TransScreen is an efficient method of implementing 3D viewing. The TransScreen makes it possible for you to create the illusion of large, full color, moving 3D holograms through its unique imaging capabilities. You do not need to wear special glasses.  Front or rear projected video or film images are partially captured by the TransScreen's imaging medium making the projected image clearly visible.  At the same time objects and props behind the TransScreen are also clearly visible giving you a sense of perspective and depth.  The combination of the image apparently floating in the air and your ability to see past the 3D image to view real objects tricks the brain into perceiving 3D.

The TransScreen is comprised of a microscopic pattern of particles suspended in a transparent medium that simultaneously diffracts, reflects and transmits all wavelengths of light.  Through this proprietary process the TransScreen displays a projected image as well as allows you to see beyond the image floating in space.

By putting real objects in front of and behind the video image projected onto the TransScreen surface, the illusion of depth is enhanced.  These "depth cues" help fool the audience into believing that the 2D video image projected onto the TransScreen is a real 3D projection.   Seeing real 3D objects in front and behind the video image gives the brain a subtle but important message that the projected image exists in 3D space with respect to these real objects.

When properly set up, the TransScreen is invisible to the viewer.  The projected image will appear to be floating and moving in empty space.  When projecting your specially shot 2D video onto the TransScreen, the audience will think they are seeing a 3D projection while in actuality they are viewing a 2D video image within a 3D display area.

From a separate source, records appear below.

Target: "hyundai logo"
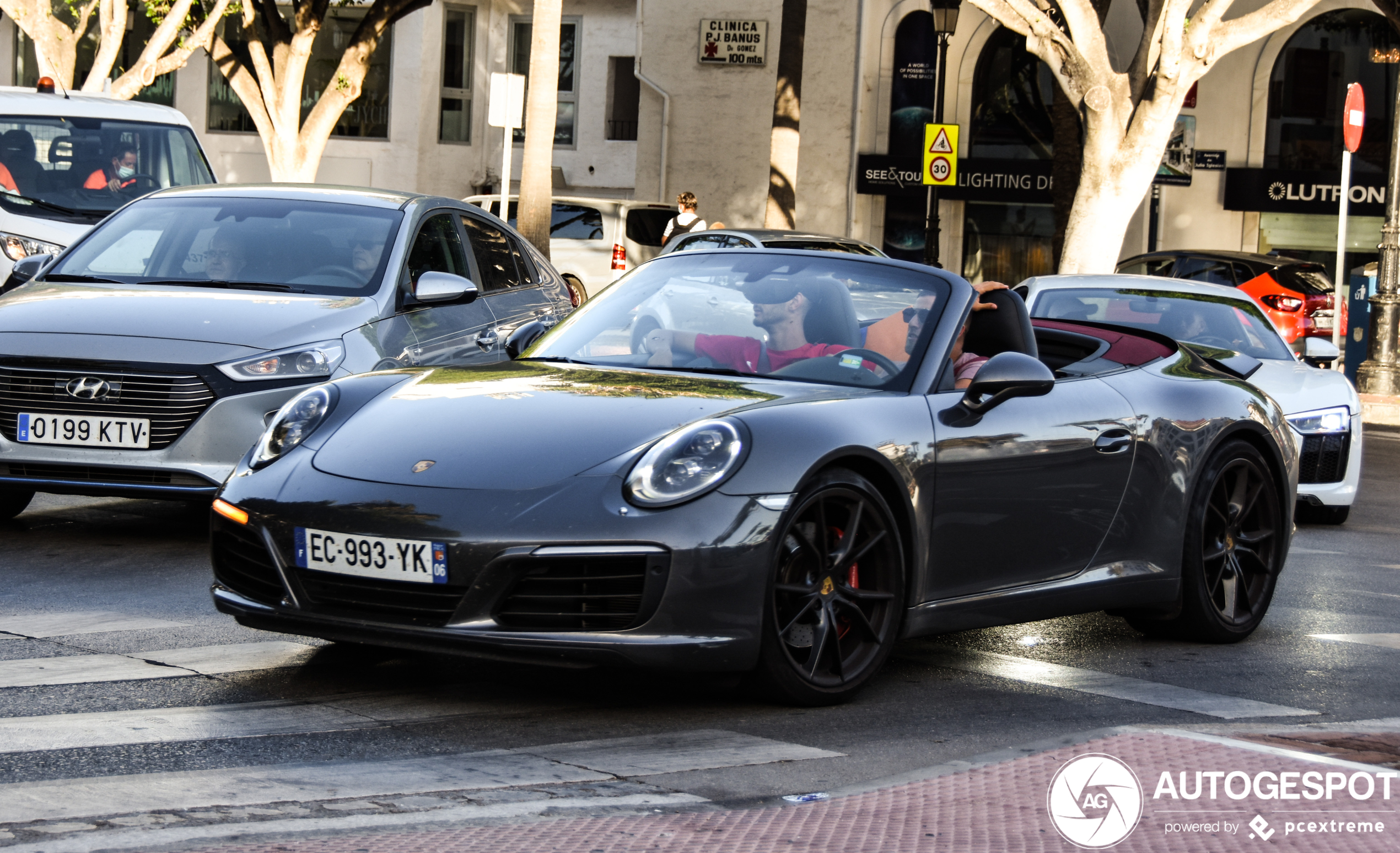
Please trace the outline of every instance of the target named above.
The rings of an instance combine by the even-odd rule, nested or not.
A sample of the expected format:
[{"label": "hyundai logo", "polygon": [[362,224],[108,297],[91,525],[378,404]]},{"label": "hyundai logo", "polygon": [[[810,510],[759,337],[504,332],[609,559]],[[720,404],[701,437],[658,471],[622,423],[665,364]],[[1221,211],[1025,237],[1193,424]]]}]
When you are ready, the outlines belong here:
[{"label": "hyundai logo", "polygon": [[[116,388],[119,387],[120,385]],[[69,384],[63,387],[63,389],[69,392],[69,396],[76,396],[78,399],[106,399],[106,396],[116,388],[113,388],[112,382],[97,377],[78,377],[76,380],[69,380]]]}]

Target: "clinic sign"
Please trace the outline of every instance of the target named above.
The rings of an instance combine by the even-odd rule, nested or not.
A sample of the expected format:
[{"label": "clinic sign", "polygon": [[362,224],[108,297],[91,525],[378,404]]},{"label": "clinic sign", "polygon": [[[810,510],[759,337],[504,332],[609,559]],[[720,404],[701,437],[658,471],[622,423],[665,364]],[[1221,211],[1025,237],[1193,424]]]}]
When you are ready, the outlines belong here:
[{"label": "clinic sign", "polygon": [[703,66],[760,66],[767,48],[767,21],[700,20]]}]

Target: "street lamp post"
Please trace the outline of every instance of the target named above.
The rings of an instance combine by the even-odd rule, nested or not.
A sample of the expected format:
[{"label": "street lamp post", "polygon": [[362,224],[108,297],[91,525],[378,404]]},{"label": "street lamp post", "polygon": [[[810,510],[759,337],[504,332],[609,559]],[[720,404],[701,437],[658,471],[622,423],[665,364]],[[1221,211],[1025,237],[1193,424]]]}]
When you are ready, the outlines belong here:
[{"label": "street lamp post", "polygon": [[[958,7],[962,0],[930,0],[934,13],[934,32],[938,38],[938,81],[934,87],[934,123],[944,123],[944,84],[948,81],[948,41],[958,29]],[[928,213],[924,220],[924,263],[938,262],[938,188],[928,188]]]},{"label": "street lamp post", "polygon": [[[1380,227],[1376,296],[1371,297],[1371,357],[1357,367],[1357,389],[1385,396],[1400,394],[1400,350],[1396,347],[1396,321],[1400,319],[1400,202],[1396,199],[1400,195],[1400,87],[1396,88],[1390,120],[1386,224]],[[1333,322],[1341,322],[1340,304],[1333,308]]]}]

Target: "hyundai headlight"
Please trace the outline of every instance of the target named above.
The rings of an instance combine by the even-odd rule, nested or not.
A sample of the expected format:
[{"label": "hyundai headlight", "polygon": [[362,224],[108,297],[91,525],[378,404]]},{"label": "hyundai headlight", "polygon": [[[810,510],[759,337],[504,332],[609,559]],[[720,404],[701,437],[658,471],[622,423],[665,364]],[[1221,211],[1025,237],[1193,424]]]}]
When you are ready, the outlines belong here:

A unique feature exclusive to the TransScreen is the fact that it is "Polarization Preserving".  This means that the TransScreen can be used for true Stereographic Projection with two video projectors for left eye/right eye 3D projection.   This type of projection differs from normal TransScreen Para-Holographic projection in that viewers wear inexpensive 3D glasses to view two separately polarized video images.  However, in most cases we recommend using the TransScreen with a single projector and no glasses for a more convincing Para-Holographic illusion.  Giving an audience 3D glasses can be like telling them to "pretend" that they are seeing 3D.  An audience viewing a TransScreen Para-Holographic display believes they are seeing a 3D holographic show without any glasses.   TransScreens with polarized stereographic projection are being used by research institutions for true volumetric displays.

Further researches are going on and, who knows, some day we might be able to interact with the images as if they are standing in front of us.